This invention relates to a chord designating apparatus of an electronic musical instrument, and more particularly an improved apparatus for generating a desired chord by combining a root note and a type of a chord.
A method of designating a desired chord by combining a root note and a type of a chord has been known in conventional electronic musical instruments as a chord designating method in a single finger mode of an automatic bass/chord performance. The following two methods of chord designation have been used. According to one method, in an electronic musical instrument provided with at least three keyboards, i.e., an upper keyboard, a lower keyboard and a pedal keyboard, a root note of a desired chord is designated by a depressed key of the lower keyboard while a chord type such as minor, seventh, or major etc. is designated by depression of a sharp black or natural (white) key of the pedal keyboard or not. This method is disclosed in U.S. Pat. No. 3,844,192, for example.
According to the other method, a root note of a desired chord is designated by a depressed key of a keyboard, for example a lower keyboard, and a type of the chord is designated by a special chord type designating switch (for example, a touch bar type switch) independent of the keyboard is operated. This method is disclosed in U.S. Pat. No. 3,629,481, for example.
The use of a pedal keyboard to designate the chord type is disadvantageous. It necessitates that the instrument have such a keyboard. Furthermore, even in an electronic musical instrument provided with three keyboards, at the time of the chord type designation, the pedal keyboard can not be used for inherent bass tone manual perormance.
The use of a special switch exclusively for the chord type designation is disadvantageous, since providing such a switch increases the manufacturing cost and space. Moreover the performer must simultaneously manipulate a keyboard for designating the root note and a switch device for designating the chord type which is independent of the keyboard.

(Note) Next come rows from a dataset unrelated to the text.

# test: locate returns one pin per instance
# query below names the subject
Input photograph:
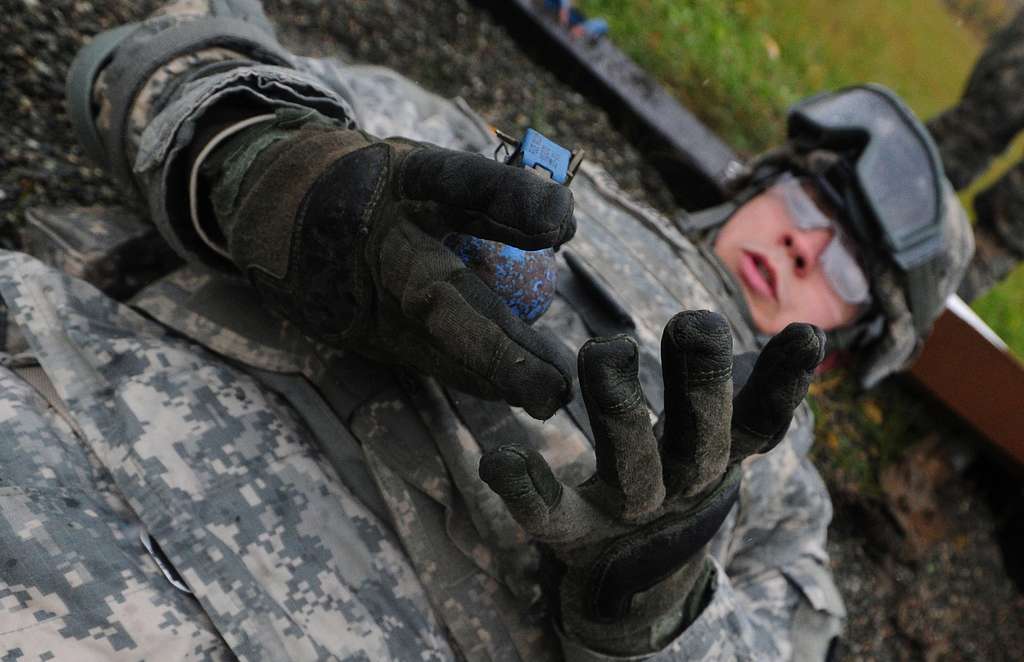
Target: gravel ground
(955, 602)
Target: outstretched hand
(633, 538)
(343, 234)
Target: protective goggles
(891, 163)
(839, 259)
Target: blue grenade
(524, 280)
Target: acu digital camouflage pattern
(318, 506)
(973, 132)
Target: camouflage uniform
(314, 504)
(970, 134)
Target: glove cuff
(290, 198)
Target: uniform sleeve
(772, 596)
(145, 97)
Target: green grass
(739, 65)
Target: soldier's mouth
(758, 275)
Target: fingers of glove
(764, 407)
(488, 199)
(696, 364)
(628, 460)
(544, 506)
(471, 327)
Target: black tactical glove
(632, 540)
(342, 235)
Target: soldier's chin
(524, 280)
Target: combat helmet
(866, 147)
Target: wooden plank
(969, 368)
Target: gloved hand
(632, 540)
(342, 234)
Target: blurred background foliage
(739, 65)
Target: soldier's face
(778, 267)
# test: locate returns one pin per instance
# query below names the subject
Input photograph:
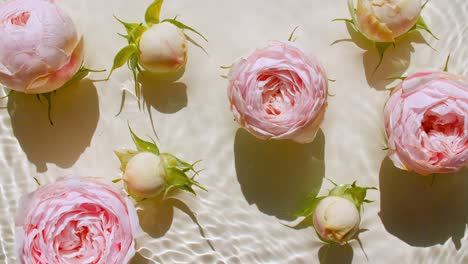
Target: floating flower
(148, 173)
(160, 46)
(76, 220)
(383, 21)
(426, 122)
(41, 49)
(336, 217)
(279, 92)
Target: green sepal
(381, 48)
(352, 192)
(184, 27)
(122, 57)
(153, 12)
(447, 63)
(176, 174)
(142, 145)
(421, 25)
(125, 157)
(7, 95)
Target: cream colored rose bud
(336, 219)
(384, 20)
(163, 48)
(144, 175)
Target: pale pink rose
(76, 220)
(40, 47)
(279, 92)
(426, 121)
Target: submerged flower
(40, 47)
(279, 92)
(76, 220)
(336, 217)
(426, 120)
(385, 20)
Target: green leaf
(183, 27)
(7, 95)
(153, 12)
(122, 57)
(292, 33)
(308, 208)
(129, 27)
(125, 157)
(176, 178)
(421, 25)
(352, 192)
(143, 146)
(176, 174)
(135, 35)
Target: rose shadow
(75, 113)
(277, 175)
(395, 62)
(422, 214)
(156, 216)
(336, 254)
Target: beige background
(252, 184)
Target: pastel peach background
(253, 185)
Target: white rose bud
(385, 20)
(336, 219)
(163, 48)
(144, 175)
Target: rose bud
(159, 46)
(336, 217)
(147, 173)
(279, 92)
(426, 123)
(163, 48)
(40, 47)
(76, 220)
(385, 20)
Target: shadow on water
(335, 254)
(156, 216)
(277, 175)
(164, 94)
(75, 113)
(422, 213)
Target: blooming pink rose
(279, 92)
(76, 220)
(426, 120)
(40, 47)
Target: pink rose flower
(40, 47)
(76, 220)
(279, 92)
(426, 120)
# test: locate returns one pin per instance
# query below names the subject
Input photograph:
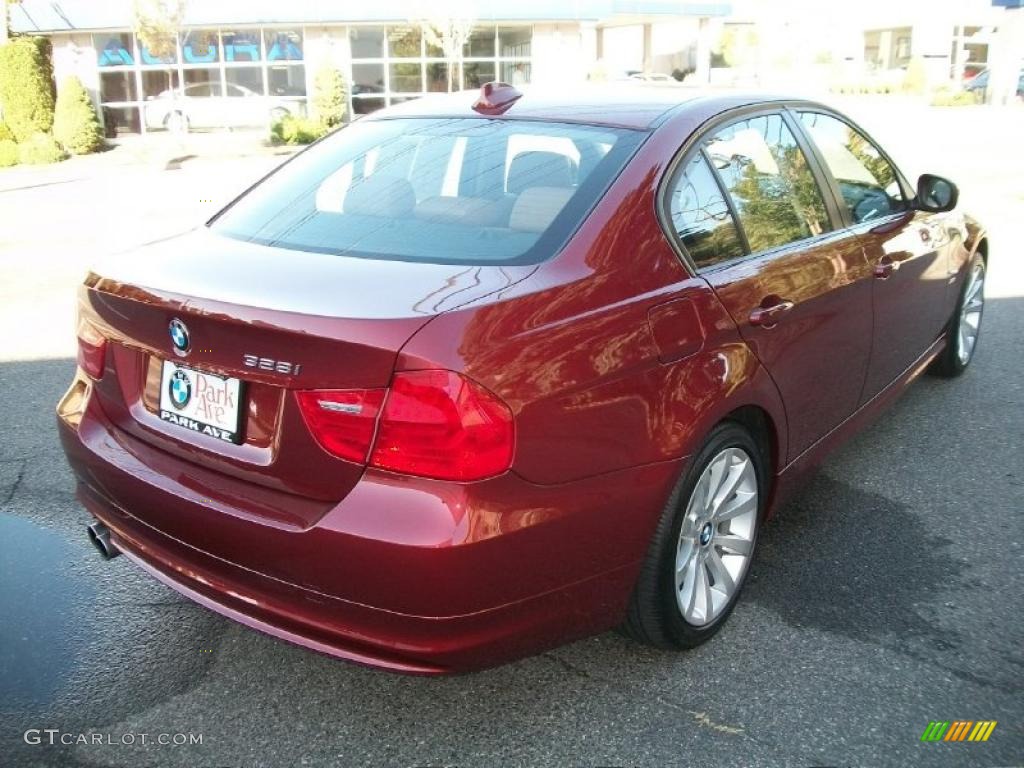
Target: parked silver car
(205, 105)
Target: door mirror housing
(936, 194)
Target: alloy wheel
(716, 540)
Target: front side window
(701, 217)
(866, 181)
(769, 180)
(442, 190)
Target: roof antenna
(496, 97)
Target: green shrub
(295, 130)
(27, 86)
(39, 150)
(8, 153)
(75, 123)
(329, 97)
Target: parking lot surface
(888, 594)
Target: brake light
(440, 424)
(91, 349)
(342, 421)
(433, 424)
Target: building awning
(69, 15)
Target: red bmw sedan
(477, 376)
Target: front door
(801, 290)
(906, 249)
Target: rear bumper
(413, 576)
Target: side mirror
(936, 194)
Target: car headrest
(380, 195)
(537, 207)
(468, 211)
(539, 169)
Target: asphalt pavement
(888, 594)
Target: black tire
(950, 364)
(654, 615)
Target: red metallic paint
(614, 359)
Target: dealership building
(267, 52)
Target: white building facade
(235, 51)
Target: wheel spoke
(733, 545)
(742, 503)
(729, 483)
(709, 603)
(719, 468)
(723, 580)
(695, 573)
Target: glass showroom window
(116, 58)
(214, 79)
(396, 62)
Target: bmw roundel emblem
(179, 388)
(179, 336)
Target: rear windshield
(443, 190)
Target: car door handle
(886, 267)
(767, 316)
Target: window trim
(694, 143)
(845, 214)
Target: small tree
(75, 123)
(449, 27)
(157, 24)
(329, 97)
(27, 86)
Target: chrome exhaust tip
(99, 535)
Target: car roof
(632, 104)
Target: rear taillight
(434, 424)
(91, 349)
(342, 421)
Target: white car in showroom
(204, 105)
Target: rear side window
(444, 190)
(701, 217)
(867, 182)
(769, 180)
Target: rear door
(797, 286)
(908, 250)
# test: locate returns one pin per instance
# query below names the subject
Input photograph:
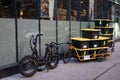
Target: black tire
(67, 57)
(27, 63)
(54, 60)
(101, 58)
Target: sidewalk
(89, 70)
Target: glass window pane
(103, 9)
(6, 8)
(62, 9)
(27, 9)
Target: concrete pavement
(88, 70)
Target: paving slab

Alternatively instead of providing a special switch for designating the chord type, a system has been proposed in which when a single key is depressed a major chord is designated, whereas when two or more keys are depressed a minor chord is designated. This method, however, cannot designate such other chord types as the 7th and minor 7th. To obviate this difficulty, the other chord type may be designated according to the number of the depressed keys, for example 3 or 4. This method, however, increases the load of the performer because he must simultaneously depress a number of keys.